I stood outside the courtroom all the while, listening, along with a suffering Billy Greckle, to Annie’s halting drone and her occasional sobs. Several times Judge Biers commanded “Louder!” and I flinched.
For me and for Annie White.
Because what was going on in there was nothing less than the deconstruction of a human being. With each new description of what bodily part was going where and exactly how Annie and this unnamed man-friend of hers contorted themselves … a little bit of Annie White chipped away. As it came fully out just how removed she was from the standard of common decency which says that a woman should know who the father of her child really is—the whole, entire structure of her defense against the world dissolved.

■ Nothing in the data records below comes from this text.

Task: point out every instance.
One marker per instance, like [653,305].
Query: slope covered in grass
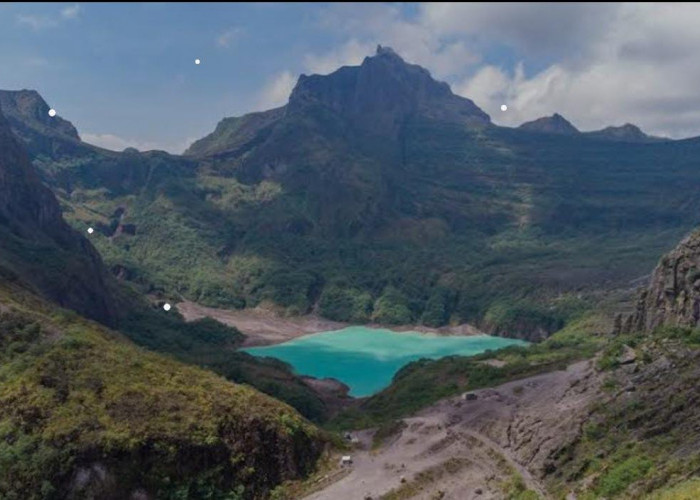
[85,412]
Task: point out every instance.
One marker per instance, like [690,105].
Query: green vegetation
[213,345]
[641,436]
[488,227]
[75,396]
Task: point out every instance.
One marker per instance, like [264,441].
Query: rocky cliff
[28,116]
[38,247]
[673,295]
[379,95]
[555,124]
[624,133]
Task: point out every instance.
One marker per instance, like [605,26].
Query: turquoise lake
[366,359]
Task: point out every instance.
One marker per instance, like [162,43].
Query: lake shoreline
[264,327]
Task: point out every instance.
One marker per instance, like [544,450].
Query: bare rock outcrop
[673,295]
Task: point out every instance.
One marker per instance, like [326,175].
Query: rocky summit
[673,295]
[555,124]
[35,233]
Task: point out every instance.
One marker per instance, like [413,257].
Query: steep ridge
[414,209]
[555,124]
[673,295]
[382,93]
[38,247]
[28,115]
[626,133]
[86,414]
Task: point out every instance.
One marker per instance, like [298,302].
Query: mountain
[376,194]
[555,124]
[376,97]
[626,133]
[38,247]
[84,413]
[28,115]
[672,298]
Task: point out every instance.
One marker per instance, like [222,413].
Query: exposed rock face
[38,247]
[673,295]
[555,124]
[28,116]
[382,93]
[624,133]
[376,97]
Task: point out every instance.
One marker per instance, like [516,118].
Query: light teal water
[366,359]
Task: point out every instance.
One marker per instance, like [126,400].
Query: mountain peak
[625,133]
[386,50]
[384,91]
[555,124]
[31,222]
[28,115]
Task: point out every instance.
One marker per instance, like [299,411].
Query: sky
[124,73]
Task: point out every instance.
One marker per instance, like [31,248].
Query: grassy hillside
[85,413]
[402,207]
[488,230]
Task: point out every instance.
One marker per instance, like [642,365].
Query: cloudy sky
[124,74]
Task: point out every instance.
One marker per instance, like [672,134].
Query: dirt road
[467,449]
[266,327]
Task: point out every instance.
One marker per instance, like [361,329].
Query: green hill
[84,413]
[375,188]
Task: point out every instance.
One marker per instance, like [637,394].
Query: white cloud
[117,143]
[276,92]
[41,22]
[36,22]
[70,12]
[597,64]
[229,36]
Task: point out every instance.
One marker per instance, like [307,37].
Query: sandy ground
[517,426]
[265,327]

The judge didn’t need to hear all that went on for those twenty-five minutes. No one did. I sent a note in with a deputy sheriff after a few minutes of it. It was for Mormon Applebee and it said, “Stop it. I’ll pay you, win or lose.” Looking through the narrow slit between the courtroom’s swinging doors, I saw him give a prim shake of his head and crumple the note into a tight ball in his fist. He keep on with his slap! slap! pacing across the courtroom floor.
But that was the extent of my trying. I didn’t go bursting through the courtroom doors and cry out, “Judge, stop it! Enough! Let her stop!” Because, remember, I wanted Annie to pay like that. I was getting exactly what I wanted … and so typically, I wasn’t any longer sure I really wanted it. Get back at her, yes. Get her the hell out of my life, yes. And give me Todd to raise. But don’t make me watch it. Don’t make me watch and listen while this woman I once lived with was reduced to titillating talk-show fodder.

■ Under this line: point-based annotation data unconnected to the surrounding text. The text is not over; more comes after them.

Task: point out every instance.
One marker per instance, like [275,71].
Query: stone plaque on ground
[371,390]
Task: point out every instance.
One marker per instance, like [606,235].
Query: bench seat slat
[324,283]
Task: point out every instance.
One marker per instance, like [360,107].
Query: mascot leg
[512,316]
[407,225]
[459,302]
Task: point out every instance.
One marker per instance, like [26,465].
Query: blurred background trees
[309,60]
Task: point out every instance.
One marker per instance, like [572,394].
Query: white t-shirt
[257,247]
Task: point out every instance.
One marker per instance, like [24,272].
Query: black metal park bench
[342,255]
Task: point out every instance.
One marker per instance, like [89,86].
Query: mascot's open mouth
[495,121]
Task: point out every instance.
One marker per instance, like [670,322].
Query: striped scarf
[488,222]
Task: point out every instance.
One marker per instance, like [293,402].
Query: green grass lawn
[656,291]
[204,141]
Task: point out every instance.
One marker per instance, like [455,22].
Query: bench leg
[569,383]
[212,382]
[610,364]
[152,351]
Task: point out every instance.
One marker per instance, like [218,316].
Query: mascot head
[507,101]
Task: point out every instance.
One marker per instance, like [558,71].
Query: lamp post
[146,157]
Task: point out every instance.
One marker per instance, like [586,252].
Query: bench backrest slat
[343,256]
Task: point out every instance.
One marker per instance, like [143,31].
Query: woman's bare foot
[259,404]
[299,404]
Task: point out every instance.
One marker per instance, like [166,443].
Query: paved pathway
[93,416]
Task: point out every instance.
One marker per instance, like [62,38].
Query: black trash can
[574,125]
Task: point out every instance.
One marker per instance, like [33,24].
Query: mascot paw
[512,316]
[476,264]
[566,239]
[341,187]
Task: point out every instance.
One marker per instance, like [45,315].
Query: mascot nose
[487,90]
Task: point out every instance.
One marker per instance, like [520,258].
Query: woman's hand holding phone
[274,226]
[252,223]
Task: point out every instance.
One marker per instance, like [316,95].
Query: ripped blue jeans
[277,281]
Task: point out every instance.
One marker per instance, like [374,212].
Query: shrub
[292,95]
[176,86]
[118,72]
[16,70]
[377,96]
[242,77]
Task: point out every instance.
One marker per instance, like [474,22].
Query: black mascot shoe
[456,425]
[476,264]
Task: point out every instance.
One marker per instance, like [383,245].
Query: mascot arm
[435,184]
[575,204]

By crumpling my note in his fat fist and ignoring my demand that he stop Annie’s reading, Mormon Applebee made sure that I knew who was in charge of my case. It wasn’t me, he was saying. It was him.
Of course, by picking him in the first place, I had ensured that it would get this far; I had guaranteed that, one way or the other, the JURNUL which had so altered my life when I first came across it in a forgotten file carton … would shatter Annie White’s life, too.

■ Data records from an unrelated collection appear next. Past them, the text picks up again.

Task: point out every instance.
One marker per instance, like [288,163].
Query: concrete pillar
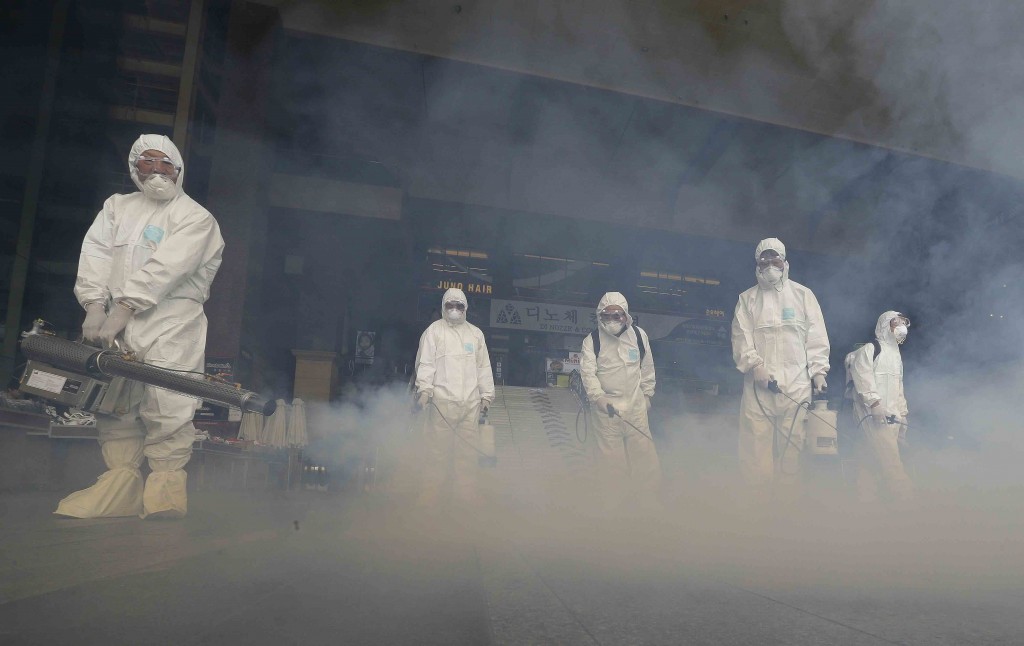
[315,375]
[239,177]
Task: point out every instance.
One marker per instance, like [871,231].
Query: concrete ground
[316,568]
[536,564]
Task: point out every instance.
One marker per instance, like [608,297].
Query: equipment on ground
[83,377]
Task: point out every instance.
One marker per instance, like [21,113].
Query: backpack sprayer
[84,377]
[484,445]
[576,385]
[821,425]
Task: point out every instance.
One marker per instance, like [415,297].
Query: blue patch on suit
[154,233]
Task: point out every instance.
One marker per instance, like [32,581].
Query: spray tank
[819,428]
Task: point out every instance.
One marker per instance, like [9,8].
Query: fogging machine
[84,377]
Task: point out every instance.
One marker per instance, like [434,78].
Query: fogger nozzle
[86,359]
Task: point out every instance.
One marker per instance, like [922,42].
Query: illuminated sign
[468,288]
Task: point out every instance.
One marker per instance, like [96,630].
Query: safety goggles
[164,166]
[900,320]
[613,314]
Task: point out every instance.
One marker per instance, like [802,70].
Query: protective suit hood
[454,296]
[156,142]
[614,298]
[883,332]
[775,245]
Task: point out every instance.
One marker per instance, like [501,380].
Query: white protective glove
[819,384]
[761,376]
[116,321]
[422,399]
[95,315]
[878,413]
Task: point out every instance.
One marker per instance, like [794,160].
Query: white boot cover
[118,491]
[165,494]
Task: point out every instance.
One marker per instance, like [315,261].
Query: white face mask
[159,187]
[612,328]
[455,315]
[900,333]
[772,274]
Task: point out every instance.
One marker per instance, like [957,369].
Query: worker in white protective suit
[778,335]
[877,373]
[617,370]
[146,265]
[455,388]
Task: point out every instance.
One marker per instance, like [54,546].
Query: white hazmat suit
[780,328]
[617,375]
[880,380]
[156,252]
[453,372]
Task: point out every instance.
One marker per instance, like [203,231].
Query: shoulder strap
[643,350]
[596,338]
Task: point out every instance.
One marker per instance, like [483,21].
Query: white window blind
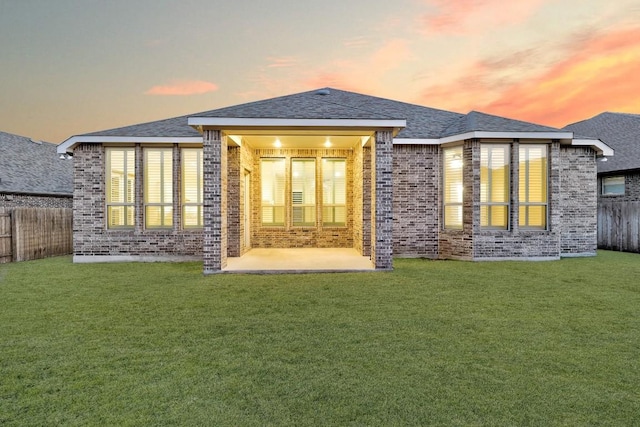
[192,188]
[453,189]
[120,168]
[303,192]
[158,187]
[533,177]
[272,175]
[334,192]
[494,186]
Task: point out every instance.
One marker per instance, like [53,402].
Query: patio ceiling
[301,139]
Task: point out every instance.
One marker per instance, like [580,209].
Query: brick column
[382,201]
[214,249]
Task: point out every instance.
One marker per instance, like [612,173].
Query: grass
[432,343]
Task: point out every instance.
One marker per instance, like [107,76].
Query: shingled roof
[620,131]
[476,121]
[33,167]
[334,104]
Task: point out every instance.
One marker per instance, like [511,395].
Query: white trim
[225,122]
[512,135]
[68,145]
[86,259]
[601,148]
[416,141]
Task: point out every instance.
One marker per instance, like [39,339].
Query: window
[120,187]
[613,186]
[192,187]
[303,192]
[494,186]
[272,174]
[453,187]
[334,192]
[158,187]
[533,178]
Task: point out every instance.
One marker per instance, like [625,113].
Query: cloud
[365,74]
[466,16]
[356,42]
[601,73]
[183,87]
[595,72]
[282,62]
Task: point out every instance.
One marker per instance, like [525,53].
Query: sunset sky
[69,67]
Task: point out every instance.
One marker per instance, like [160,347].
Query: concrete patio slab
[299,260]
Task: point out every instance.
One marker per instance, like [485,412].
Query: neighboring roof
[620,131]
[33,167]
[415,123]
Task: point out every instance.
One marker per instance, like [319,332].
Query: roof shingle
[620,131]
[33,167]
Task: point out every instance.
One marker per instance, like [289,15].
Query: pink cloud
[464,16]
[282,62]
[364,75]
[600,74]
[183,87]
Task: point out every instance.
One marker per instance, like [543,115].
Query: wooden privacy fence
[34,233]
[619,226]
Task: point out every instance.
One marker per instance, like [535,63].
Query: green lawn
[431,343]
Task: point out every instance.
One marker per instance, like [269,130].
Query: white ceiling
[300,139]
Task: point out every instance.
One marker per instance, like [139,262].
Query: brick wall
[578,203]
[631,187]
[517,242]
[15,200]
[92,239]
[416,200]
[458,244]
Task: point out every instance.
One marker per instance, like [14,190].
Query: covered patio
[261,215]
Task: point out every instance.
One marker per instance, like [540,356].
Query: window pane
[494,186]
[158,187]
[303,191]
[272,175]
[533,177]
[192,188]
[613,185]
[120,171]
[334,192]
[453,190]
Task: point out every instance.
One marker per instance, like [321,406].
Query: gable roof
[620,131]
[33,167]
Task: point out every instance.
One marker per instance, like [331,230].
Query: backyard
[431,343]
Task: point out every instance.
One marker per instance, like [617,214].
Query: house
[333,169]
[618,179]
[619,176]
[32,175]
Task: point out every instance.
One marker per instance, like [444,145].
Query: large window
[494,186]
[303,192]
[334,192]
[613,186]
[192,187]
[533,178]
[272,174]
[453,187]
[121,187]
[158,187]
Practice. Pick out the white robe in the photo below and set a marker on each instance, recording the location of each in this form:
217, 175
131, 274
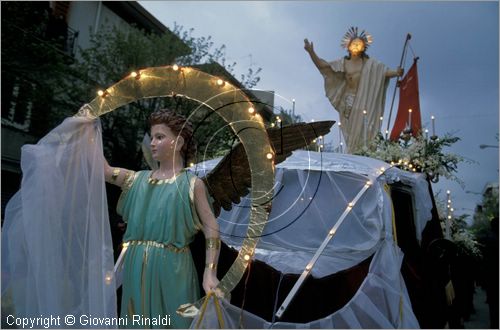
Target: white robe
370, 97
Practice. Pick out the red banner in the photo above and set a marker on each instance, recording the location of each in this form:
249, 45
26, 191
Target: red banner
408, 100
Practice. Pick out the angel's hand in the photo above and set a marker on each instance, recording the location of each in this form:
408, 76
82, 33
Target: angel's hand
210, 280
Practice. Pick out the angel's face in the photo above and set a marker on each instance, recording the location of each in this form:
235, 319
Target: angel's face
163, 146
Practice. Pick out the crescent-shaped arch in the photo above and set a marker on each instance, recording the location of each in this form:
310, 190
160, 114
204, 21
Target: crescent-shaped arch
234, 107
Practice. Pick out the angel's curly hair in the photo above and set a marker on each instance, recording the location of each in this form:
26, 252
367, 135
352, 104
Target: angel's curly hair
179, 126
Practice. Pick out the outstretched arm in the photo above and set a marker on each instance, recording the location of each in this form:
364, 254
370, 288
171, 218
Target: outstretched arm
394, 73
211, 231
320, 63
116, 175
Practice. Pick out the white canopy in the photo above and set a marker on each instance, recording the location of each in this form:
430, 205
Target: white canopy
312, 192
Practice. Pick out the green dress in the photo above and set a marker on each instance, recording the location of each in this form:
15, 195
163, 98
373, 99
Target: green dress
158, 271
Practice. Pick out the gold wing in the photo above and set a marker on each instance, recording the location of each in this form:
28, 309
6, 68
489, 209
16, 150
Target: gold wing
231, 179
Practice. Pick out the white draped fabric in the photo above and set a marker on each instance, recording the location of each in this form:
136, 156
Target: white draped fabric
312, 190
57, 253
370, 96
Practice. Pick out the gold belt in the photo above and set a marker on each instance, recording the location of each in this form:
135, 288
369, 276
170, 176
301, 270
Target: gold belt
169, 247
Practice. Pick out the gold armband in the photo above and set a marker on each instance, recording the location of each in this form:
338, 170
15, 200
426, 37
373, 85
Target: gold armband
116, 172
211, 265
212, 243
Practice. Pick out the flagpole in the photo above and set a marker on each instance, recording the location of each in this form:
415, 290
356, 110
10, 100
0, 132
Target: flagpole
408, 37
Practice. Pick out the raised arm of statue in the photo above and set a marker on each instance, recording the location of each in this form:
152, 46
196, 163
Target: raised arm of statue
394, 73
320, 63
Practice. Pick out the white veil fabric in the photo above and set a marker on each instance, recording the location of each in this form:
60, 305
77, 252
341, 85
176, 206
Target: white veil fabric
57, 252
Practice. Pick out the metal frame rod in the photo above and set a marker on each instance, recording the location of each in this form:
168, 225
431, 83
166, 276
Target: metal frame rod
319, 251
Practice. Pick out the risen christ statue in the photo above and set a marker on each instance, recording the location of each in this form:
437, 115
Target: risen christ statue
356, 87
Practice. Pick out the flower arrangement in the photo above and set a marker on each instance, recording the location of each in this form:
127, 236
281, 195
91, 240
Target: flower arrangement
417, 154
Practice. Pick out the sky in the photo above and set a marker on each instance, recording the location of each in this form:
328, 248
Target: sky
457, 43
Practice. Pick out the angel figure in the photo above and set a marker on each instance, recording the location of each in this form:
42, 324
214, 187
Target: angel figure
57, 253
355, 85
164, 209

Sometimes we do indeed get what we wish for.
But seeing and hearing her eviscerated that way on the witness stand left me with a clog of sadness that will never dissipate, no matter what. I was forever marked with shame—for the both of us.
Out of my pride and my hurt had come the will to fight back; but from the fighting back came the pyrrhic victory of someone who surveys all that he has won … and sees before him only the rubble of lives destroyed, of hopes and dreams plundered.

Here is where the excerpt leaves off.